Aber ohne Seele funktioniert noch nicht einmal Milchgeschäft und schon gar nicht ein Weingut. Heiler merkt schnell, dass mit Geschäftsführung und demotivierter Mannschaft kein Blumentopf zu gewinnen ist – und dass er selbst das Sagen haben müsse. So übernimmt er das Weingut Heitlinger zu 100 Prozent.
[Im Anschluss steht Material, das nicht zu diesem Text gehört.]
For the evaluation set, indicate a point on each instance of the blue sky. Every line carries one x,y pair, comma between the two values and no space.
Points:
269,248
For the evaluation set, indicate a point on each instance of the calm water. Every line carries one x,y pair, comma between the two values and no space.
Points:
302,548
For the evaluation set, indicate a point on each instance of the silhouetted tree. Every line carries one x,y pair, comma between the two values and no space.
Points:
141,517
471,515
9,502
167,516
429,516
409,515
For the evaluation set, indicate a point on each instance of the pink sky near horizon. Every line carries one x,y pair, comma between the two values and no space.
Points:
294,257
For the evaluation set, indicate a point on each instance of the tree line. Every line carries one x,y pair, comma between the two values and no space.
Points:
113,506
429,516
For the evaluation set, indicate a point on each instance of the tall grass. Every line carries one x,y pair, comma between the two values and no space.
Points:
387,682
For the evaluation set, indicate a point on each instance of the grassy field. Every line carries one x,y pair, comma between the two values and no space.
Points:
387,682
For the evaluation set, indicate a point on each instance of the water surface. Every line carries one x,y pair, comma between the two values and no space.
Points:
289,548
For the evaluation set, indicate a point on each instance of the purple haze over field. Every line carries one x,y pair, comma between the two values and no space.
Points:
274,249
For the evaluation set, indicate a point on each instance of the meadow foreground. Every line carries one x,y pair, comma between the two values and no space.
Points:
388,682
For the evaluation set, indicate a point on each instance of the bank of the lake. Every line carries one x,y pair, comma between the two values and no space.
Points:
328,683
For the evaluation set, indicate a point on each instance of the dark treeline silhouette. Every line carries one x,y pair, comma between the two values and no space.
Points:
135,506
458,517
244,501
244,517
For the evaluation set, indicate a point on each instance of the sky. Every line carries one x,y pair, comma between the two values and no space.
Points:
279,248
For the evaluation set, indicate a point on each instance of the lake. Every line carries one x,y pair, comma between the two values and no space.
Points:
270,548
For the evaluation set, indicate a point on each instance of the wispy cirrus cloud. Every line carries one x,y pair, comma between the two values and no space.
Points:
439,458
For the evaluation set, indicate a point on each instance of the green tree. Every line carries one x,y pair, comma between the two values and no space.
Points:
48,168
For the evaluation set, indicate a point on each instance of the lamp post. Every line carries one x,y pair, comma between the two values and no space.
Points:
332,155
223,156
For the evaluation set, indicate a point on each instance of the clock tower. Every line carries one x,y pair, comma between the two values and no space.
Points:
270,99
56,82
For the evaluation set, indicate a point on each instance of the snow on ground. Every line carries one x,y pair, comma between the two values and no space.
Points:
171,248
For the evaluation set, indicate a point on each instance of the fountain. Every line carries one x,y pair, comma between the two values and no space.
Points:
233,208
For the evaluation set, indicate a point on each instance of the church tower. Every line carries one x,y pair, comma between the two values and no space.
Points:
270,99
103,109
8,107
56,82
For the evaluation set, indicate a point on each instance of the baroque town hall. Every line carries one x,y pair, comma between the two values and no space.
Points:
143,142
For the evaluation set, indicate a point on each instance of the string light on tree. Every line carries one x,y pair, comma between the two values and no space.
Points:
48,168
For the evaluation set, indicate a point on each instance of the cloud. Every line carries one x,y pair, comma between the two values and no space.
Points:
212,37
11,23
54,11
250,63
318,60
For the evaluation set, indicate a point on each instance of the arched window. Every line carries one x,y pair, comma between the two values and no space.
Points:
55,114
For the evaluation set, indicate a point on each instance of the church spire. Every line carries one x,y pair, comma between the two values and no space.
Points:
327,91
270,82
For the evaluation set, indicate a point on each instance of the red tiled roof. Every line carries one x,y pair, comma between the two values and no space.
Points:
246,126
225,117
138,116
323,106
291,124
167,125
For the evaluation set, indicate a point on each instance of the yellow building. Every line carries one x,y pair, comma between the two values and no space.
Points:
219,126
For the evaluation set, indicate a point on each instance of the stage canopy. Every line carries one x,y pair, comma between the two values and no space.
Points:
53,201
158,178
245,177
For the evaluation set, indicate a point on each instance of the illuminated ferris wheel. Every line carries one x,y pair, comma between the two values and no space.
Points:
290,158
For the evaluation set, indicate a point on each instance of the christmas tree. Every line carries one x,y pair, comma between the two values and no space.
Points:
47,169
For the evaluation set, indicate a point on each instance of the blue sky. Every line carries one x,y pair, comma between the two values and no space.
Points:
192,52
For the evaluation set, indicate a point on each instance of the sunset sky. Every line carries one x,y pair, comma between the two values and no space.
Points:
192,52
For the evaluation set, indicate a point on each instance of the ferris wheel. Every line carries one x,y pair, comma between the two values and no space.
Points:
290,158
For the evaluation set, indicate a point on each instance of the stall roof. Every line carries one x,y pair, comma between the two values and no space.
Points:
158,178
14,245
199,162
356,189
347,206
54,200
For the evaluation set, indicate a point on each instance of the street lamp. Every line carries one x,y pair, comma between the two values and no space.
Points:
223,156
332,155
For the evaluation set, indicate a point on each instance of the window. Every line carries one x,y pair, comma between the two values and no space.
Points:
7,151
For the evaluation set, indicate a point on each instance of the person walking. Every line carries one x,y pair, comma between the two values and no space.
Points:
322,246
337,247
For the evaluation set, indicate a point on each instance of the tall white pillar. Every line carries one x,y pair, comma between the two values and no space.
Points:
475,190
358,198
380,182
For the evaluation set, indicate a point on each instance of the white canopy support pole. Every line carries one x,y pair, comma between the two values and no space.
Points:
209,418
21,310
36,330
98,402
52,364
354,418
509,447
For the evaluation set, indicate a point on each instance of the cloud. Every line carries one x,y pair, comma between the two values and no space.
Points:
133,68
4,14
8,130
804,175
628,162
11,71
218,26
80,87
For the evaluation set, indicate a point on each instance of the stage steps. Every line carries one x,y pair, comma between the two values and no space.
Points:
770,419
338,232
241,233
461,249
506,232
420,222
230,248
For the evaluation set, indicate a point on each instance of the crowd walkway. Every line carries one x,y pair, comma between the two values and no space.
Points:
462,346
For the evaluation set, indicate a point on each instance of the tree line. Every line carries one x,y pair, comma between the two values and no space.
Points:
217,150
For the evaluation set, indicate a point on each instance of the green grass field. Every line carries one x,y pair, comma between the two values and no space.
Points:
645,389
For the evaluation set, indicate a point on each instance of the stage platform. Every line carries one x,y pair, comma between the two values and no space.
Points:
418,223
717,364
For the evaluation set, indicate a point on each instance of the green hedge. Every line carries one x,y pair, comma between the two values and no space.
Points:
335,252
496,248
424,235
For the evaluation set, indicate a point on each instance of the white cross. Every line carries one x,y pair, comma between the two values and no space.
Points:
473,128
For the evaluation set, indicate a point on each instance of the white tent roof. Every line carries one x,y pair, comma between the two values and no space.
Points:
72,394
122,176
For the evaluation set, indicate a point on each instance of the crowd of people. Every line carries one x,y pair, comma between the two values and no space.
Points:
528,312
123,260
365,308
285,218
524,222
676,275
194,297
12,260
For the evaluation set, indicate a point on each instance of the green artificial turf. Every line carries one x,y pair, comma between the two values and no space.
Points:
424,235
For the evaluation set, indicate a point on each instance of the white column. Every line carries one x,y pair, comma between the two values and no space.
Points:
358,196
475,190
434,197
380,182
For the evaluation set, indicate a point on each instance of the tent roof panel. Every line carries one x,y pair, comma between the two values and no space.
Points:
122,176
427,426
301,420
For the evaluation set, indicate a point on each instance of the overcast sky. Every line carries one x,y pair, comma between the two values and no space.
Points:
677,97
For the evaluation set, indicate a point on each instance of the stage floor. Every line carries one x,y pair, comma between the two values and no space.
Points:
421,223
Die erste Maßnahme war die Installierung eines kompetenten Geschäftsführers. Er fragt 2008 den damaligen Vorsitzenden des VDP Baden, Claus Burmeister, nach geeigneten Kandidaten. Der ist Verwalter des dem Freiherren von Göler gehörenden Weingutes Burg Ravensburg im nahen Sulzfeld. Der Angesprochene zeigt selbst Interesse. Heiler spricht mit den von Gölers und es gelingt ihm außerdem, das Sulzfelder Weingut zu pachten. So übernimmt der 40-jährige Weinbetriebswirt Burmeister am 1. Januar 2009 die Geschäftsführung der Weingut Heitlinger GmbH. Unter deren Dach entsteht mit 85 Hektar Rebfläche das zweitgrößte private Weingut Badens. Nummer eins ist der Markgraf von Baden in Salem. Aber der hat seinen Besitz ererbt.
Wer ist dieser Heinz Heiler, der einen Golfplatz und Weingüter kauft (inzwischen auch das Weingut Burg Ravensburg, allerdings ohne das alte Gemäuer), Bauunternehmer und Hotelketten-Miteigentümer ist und sich ehrenamtlich in zahlreichen berufsständigen und wissenschaftlichen Gremien engagiert?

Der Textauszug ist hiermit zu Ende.